Taxpayer paid employees bonuses in the form of stock, and attempted to deduct from income the fair market value of the stock awarded as bonuses. The fair market value of the stock was $24,858 and the cost to Taxpayer was $16,153.
Synopsis of Rule of Law.
Gain from the sale or other disposition of property shall be the excess of the amount realized over the adjusted basis.
Facts.
Taxpayer had an arrangement to pay certain employees bonuses in the form of common stock of the DuPont company. Taxpayer paid over and distributed 150 shares of common stock at a cost of $16,153.36. The market value was $24,858.75. Each of the employees paid a tax on the stock. Taxpayer deducted $24,858.75 in its income tax return. The Commissioner reduced the deduction to $16,153.36 arguing that the basis for determining the amount is the cost of the property and not the fair market value.
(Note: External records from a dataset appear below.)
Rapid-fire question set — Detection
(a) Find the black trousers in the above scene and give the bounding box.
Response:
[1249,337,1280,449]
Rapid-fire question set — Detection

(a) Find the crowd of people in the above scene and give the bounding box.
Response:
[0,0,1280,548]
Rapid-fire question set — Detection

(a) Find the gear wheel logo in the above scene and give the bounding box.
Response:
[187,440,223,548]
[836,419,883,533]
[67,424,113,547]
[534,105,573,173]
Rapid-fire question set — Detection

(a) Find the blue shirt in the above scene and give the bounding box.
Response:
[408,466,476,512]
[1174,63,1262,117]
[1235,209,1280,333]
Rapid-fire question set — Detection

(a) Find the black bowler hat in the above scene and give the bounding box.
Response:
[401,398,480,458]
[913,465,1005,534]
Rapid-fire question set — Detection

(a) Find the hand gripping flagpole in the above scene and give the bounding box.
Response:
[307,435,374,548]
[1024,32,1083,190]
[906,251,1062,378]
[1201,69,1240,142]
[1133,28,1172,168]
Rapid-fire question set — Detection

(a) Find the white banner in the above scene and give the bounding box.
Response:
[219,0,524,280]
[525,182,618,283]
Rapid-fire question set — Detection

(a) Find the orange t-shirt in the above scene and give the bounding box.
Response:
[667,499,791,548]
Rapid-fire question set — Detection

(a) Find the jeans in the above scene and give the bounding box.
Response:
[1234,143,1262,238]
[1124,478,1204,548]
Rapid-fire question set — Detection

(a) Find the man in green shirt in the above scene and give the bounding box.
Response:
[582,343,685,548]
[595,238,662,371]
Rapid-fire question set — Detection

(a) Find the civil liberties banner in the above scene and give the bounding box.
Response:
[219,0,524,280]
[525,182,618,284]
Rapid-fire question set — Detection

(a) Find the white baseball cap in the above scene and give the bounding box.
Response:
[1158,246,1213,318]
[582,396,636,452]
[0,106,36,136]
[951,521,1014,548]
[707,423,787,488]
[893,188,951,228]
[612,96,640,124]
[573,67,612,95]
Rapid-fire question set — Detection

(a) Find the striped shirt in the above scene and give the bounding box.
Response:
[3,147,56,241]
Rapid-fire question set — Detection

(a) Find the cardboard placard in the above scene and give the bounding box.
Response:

Before the Tax Court, the Commissioner argued that if Taxpayer were entitled to a deduction in the amount of $24,858, then Taxpayer realized a gain that should be reported as taxable profit. The Tax Court held that the Taxpayer was entitled to the full deduction and that the profit should count as gross income.
Issue.
May the fair market value of the stock be deducted and is the gain taxable?
Held.
Circuit Judge Frank issued the opinion for the United States Sixth Court of Appeals in affirming the order of the Tax Court and holding that the market value was the stock was properly deductible and it was taxable gain.
Discussion.
The payment of the stock deleted the Taxpayer’s assets in an amount equal to the fair market value. There was a taxable gain on the difference between the market value and the cost of the shares.